Sono infatti quasi 227 milioni i chili di frutta e verdura giunti nel 2012 in Italia dall’Africa: dai fagiolini del Marocco (irregolari nel 15% dei casi) alle fragole etiopi (irregolari nel 16% dei casi), ai piselli del Kenya (irregolari nel 38% dei casi) o ancora i peperoni dell’Uganda (irregolari addirittura nel 48% dei casi). In quattro bottiglie di olio extravergine su cinque in vendita in Italia è praticamente illeggibile la provenienza delle olive impiegate, nonostante sia obbligatorio indicarla per legge in etichetta dal primo luglio 2009, in base al Regolamento comunitario N.182 del 6 marzo 2009. Il rischio è che olio importato dalla Tunisia, con un minor contenuto di antiossidanti, venga spacciato per italiano.
Sulle confezioni è praticamente impossibile, nella stragrande maggioranza dei casi, leggere le scritte “miscele di oli di oliva comunitari”, “miscele di oli di oliva non comunitari” o “miscele di oli di oliva comunitari e non comunitari” obbligatorie per legge nelle etichette dell’olio di oliva.
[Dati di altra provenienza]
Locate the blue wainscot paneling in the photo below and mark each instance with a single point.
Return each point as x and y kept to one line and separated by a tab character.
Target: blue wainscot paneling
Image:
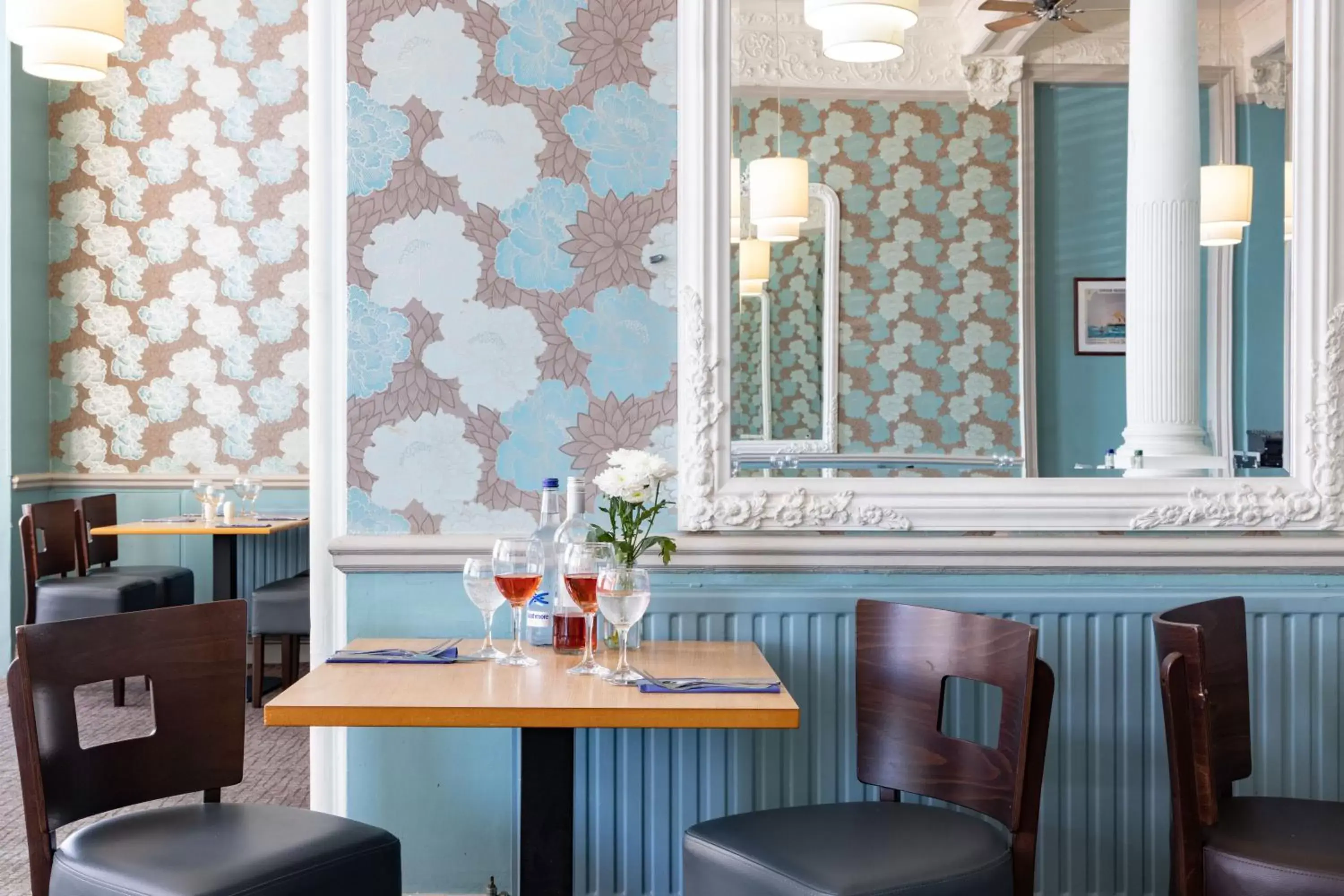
451	794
Inoltre spesso bottiglie con extravergine ottenuto da olive straniere sono vendute con marchi italiani e riportano con grande evidenza immagini, frasi o nomi fortemente ingannevoli che richiamano all’italianità. In alcuni biscotti e merendine low cost ingredienti di qualità come l’olio extravergine di oliva e il burro, sono spesso sostituiti da grassi di bassa qualità e di basso prezzo come l’olio di palma e l’olio di cocco, spesso utilizzati in forma idrogenata. Accanto al pane artigianale venduto nei forni in Italia si assiste all’arrivo di milioni di chilogrammi di impasti semicotti, surgelati, con una durata di 24 mesi, grazie ad additivi e conservanti, provenienti dall’est europeo, destinati ad essere poi cotti e diventare pane nelle strutture commerciali a basso costo. Peraltro oltre la metà del grano duro utilizzato nella produzione di pasta in Italia è importato da Paesi dove si registrano spesso problemi di aflatossine che hanno anche portato a sequestri di importanti partite di prodotto.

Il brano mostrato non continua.